A: Don't make so many trips and don't feel guilty. Tell your in-laws that because of your distance and limited vacation time, you will be there for the big-ticket items (Christmas, weddings, etc), but you just can't make every shower or birthday. Then, when you talk to them and they start nagging, say, "Doris, Artie, we've already discussed this, so let's change the topic." If they won't, you say, "I've got to go. Talk to you soon."
Q. Roommates/Friendship: I'm a 23-year-old female, and I was at a party this weekend with my 26-year-old best friend/roommate. She can be kind of zany sometimes, and for some reason when I came up to her on the dance floor, she poured an entire glass of whiskey all over my head! I was obviously mortified, upset, confused, and angry; I left the party immediately in tears. She wasn't drunk, and I know she just meant it as a funny joke. Needless to say, I didn't find it especially funny. I spent the night toweling off at another close friend's house because I just couldn't stand to deal with her. My problem is that I'm really upset about the fact that she hasn't made any effort to apologize, explain, or offer to pay for dry-cleaning of my soaked clothes or the blowout that I had just gotten that day at the salon. I know she doesn't think it was a big deal, and I'm sure if I ask her, she won't think it necessary to pay for anything. I hate confrontation, but I know that I can't just let this go! Do you have any advice on how I can talk to her and feel reciprocated?
A: I'm wondering if your roommate is the grown-up version of the girl who pees on her aunt's wedding dress. There is zany, then there is deranged. Are you sure your roommate doesn't have a smoldering mental problem? In any case, it would be crazy on your part to let someone dump a drink on your head and not call her on it. You have to tell her what she did to you was deeply disturbing, and your living arrangements and friendship are in jeopardy if she ever does something like that again.

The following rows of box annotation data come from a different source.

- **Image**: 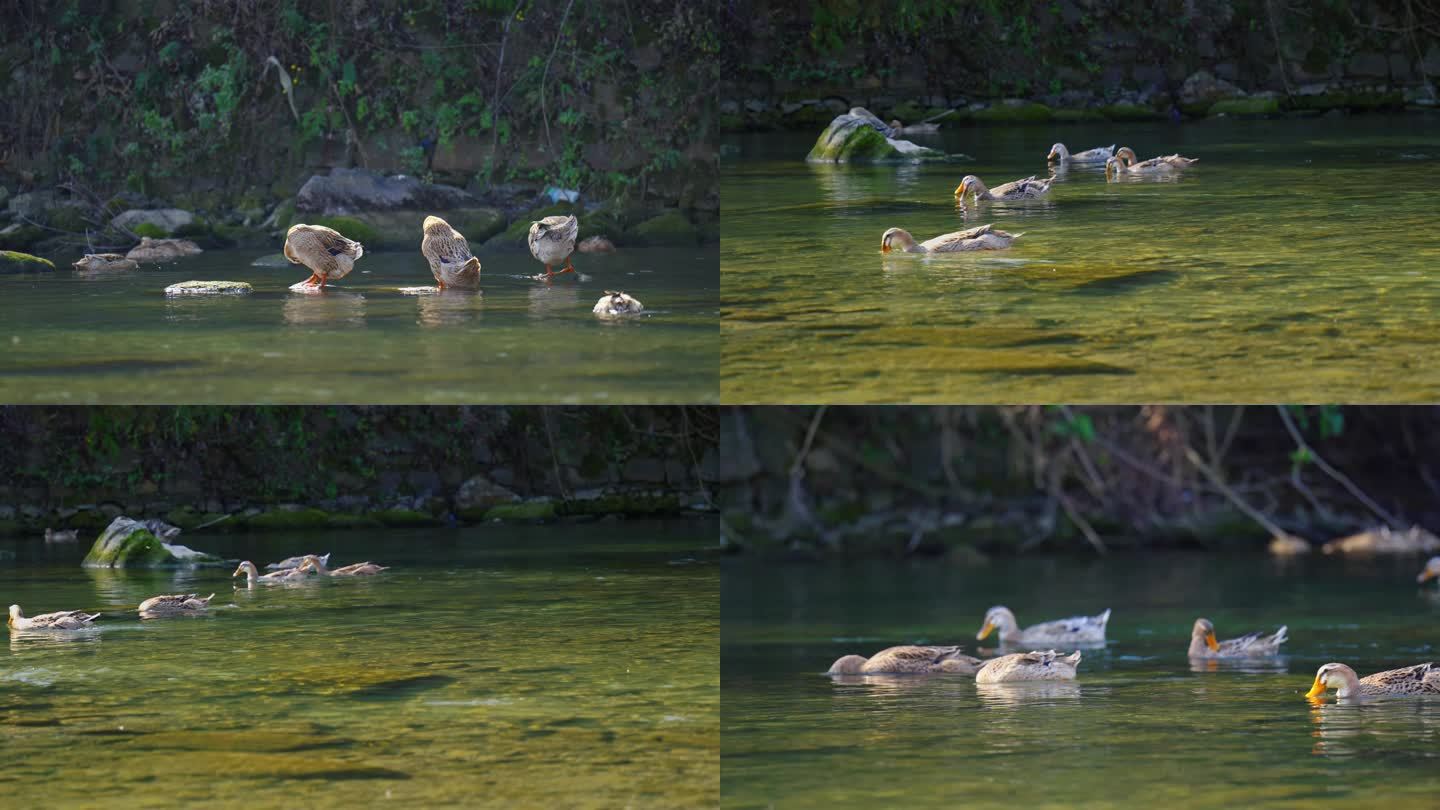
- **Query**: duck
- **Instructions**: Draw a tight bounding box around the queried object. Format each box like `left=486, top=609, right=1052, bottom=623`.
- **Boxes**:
left=285, top=223, right=364, bottom=290
left=880, top=225, right=1024, bottom=254
left=1189, top=618, right=1289, bottom=659
left=300, top=555, right=390, bottom=577
left=528, top=216, right=580, bottom=280
left=590, top=290, right=645, bottom=319
left=230, top=559, right=307, bottom=585
left=975, top=605, right=1110, bottom=644
left=1416, top=556, right=1440, bottom=582
left=975, top=650, right=1080, bottom=683
left=827, top=646, right=985, bottom=675
left=265, top=552, right=330, bottom=571
left=955, top=174, right=1051, bottom=202
left=1320, top=526, right=1440, bottom=553
left=6, top=605, right=99, bottom=630
left=420, top=216, right=480, bottom=290
left=71, top=254, right=140, bottom=272
left=1305, top=662, right=1440, bottom=698
left=1045, top=144, right=1115, bottom=163
left=140, top=594, right=215, bottom=618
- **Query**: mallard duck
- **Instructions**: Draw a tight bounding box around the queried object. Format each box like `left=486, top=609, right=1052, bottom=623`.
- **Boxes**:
left=1305, top=662, right=1440, bottom=698
left=71, top=254, right=140, bottom=272
left=140, top=594, right=215, bottom=618
left=1416, top=556, right=1440, bottom=582
left=828, top=646, right=985, bottom=675
left=230, top=559, right=308, bottom=585
left=285, top=223, right=364, bottom=290
left=975, top=605, right=1110, bottom=644
left=975, top=650, right=1080, bottom=683
left=420, top=216, right=480, bottom=290
left=880, top=225, right=1024, bottom=254
left=530, top=216, right=580, bottom=278
left=955, top=174, right=1050, bottom=202
left=300, top=555, right=390, bottom=577
left=590, top=290, right=645, bottom=319
left=1045, top=144, right=1115, bottom=163
left=1189, top=618, right=1289, bottom=659
left=1320, top=526, right=1440, bottom=553
left=7, top=605, right=99, bottom=630
left=265, top=552, right=330, bottom=571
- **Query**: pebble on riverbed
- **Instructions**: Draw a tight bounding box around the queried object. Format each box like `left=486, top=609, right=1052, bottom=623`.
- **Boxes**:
left=166, top=281, right=255, bottom=295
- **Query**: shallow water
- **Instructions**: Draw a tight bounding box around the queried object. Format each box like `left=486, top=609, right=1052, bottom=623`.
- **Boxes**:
left=0, top=520, right=720, bottom=807
left=720, top=553, right=1440, bottom=809
left=720, top=114, right=1440, bottom=402
left=0, top=246, right=720, bottom=404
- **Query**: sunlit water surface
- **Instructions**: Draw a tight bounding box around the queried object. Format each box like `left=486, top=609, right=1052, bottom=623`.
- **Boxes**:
left=0, top=520, right=720, bottom=807
left=721, top=553, right=1440, bottom=809
left=0, top=246, right=720, bottom=404
left=720, top=114, right=1440, bottom=402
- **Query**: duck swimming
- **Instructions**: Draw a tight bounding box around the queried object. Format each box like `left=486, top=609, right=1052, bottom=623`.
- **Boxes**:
left=975, top=650, right=1080, bottom=683
left=285, top=223, right=364, bottom=290
left=1189, top=618, right=1289, bottom=659
left=827, top=646, right=984, bottom=675
left=975, top=605, right=1110, bottom=644
left=1305, top=662, right=1440, bottom=698
left=880, top=225, right=1024, bottom=254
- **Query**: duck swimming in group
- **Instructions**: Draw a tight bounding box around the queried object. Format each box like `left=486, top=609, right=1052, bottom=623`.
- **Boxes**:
left=828, top=646, right=984, bottom=675
left=1305, top=662, right=1440, bottom=698
left=880, top=225, right=1024, bottom=254
left=975, top=650, right=1080, bottom=683
left=955, top=174, right=1051, bottom=203
left=975, top=605, right=1110, bottom=646
left=1189, top=618, right=1287, bottom=659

Q. Akimbo: Arms may be held akimbo, but not legs. Legs are splayed.
A: Good catch. And akimbo or splayed, ignore auntie's sitting arrangements.

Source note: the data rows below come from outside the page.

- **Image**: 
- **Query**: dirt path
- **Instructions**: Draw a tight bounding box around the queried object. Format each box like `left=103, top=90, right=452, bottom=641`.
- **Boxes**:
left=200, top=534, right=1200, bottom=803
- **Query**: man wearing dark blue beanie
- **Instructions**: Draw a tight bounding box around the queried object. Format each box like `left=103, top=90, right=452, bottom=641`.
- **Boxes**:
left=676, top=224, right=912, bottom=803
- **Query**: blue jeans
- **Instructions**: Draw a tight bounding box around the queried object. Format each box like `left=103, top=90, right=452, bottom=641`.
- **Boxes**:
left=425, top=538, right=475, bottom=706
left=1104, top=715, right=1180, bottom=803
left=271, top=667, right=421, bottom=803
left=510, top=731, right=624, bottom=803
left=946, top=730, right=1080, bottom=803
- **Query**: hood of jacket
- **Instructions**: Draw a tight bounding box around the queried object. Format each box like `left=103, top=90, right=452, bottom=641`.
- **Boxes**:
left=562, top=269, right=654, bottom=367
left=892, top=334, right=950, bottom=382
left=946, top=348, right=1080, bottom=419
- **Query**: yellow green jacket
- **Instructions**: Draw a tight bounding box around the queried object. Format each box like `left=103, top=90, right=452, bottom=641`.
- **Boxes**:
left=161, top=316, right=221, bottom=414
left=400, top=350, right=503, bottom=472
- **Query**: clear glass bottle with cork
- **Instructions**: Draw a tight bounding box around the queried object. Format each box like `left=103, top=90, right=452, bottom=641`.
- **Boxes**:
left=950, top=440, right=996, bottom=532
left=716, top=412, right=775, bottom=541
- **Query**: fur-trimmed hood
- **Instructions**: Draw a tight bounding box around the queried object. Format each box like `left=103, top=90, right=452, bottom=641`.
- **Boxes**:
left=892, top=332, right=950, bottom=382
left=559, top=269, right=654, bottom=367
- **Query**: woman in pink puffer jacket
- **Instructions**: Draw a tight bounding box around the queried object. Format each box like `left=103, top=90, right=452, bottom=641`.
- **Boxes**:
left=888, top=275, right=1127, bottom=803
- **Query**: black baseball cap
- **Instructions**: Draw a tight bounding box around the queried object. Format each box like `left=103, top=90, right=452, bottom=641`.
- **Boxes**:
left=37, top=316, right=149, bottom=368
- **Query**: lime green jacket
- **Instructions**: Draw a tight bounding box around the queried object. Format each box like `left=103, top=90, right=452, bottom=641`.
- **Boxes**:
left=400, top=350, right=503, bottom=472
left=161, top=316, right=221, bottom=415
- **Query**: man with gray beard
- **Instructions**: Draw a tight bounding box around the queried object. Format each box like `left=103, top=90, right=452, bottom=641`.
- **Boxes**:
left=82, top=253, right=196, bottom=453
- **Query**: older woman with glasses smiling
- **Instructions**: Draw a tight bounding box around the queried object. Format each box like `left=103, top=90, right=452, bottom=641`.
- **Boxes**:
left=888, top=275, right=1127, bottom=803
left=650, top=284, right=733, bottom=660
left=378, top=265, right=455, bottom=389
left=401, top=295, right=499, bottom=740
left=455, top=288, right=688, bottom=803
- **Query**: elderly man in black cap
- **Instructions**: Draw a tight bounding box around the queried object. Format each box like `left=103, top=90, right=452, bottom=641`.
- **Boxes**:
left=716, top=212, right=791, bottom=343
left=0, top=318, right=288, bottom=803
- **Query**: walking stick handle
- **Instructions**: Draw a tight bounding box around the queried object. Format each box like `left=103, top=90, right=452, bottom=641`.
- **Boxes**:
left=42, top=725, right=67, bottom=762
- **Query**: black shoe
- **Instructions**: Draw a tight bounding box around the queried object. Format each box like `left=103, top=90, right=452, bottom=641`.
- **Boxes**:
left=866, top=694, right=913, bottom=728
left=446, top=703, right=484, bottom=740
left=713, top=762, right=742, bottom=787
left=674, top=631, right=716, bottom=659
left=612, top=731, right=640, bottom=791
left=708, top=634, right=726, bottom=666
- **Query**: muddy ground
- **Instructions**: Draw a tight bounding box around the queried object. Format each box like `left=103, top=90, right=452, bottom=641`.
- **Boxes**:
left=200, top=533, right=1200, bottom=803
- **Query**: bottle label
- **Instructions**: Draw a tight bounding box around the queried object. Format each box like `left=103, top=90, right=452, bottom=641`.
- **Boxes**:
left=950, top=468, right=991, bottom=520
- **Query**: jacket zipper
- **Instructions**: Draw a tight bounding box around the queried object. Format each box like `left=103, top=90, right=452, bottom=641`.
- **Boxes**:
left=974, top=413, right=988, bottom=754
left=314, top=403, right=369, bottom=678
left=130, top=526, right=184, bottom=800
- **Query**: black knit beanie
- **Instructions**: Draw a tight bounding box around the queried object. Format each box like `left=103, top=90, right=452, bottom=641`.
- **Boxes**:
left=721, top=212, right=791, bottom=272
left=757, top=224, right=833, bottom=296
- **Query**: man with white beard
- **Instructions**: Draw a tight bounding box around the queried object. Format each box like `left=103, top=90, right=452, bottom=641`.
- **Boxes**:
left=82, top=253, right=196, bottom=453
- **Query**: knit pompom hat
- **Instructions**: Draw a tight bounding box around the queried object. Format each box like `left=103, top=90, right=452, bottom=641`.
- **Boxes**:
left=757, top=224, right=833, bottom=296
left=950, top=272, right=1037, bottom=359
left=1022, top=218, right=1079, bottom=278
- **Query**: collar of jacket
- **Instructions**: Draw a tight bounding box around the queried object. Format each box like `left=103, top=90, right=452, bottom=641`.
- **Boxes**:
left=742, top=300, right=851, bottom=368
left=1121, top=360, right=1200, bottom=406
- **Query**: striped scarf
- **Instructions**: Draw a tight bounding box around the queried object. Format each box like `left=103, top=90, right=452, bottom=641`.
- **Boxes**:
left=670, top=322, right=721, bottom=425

Q. For Helping: I totally agree that the person Helping tried to help is a massive jerk. But as a person with a disability myself, I'd like to suggest one thing: Next time, do us the favor of asking, "May I get that for you?" That way the person can tell you what he wants. A jerk might still not like that, but most people appreciate being able to choose between getting help (that they may have wanted to ask for but felt weird about) and refusing help (if they're exasperated with getting "May I help yous" every time they turn around). And, for the love of beans, please, be OK with "No." Politely telling someone "No thanks, I've got it" and receiving a murderous glower in response is sadly frequent.
A: I'm so glad to hear this good advice from someone on the receiving end. And yes, yes, yes, when helpers are told "No, thanks," leave with a pleasant expression!
Q. Running for the Train: Either I've been reading too many WP chats or I think you may have run past my group at the train station on Friday. I figured it was a bad time to yell "I love your column," but I do and I hope you caught the train!
A: I was running to catch the 5 o'clock train, having missed the 4 o'clock because of a traffic jam. I would have appreciated your shout out then, and thanks so much for it now!
Emily Yoffe Writes: Thanks everyone. No chat on Labor Day, but I'll be back next Tuesday at 1 p.m. instead.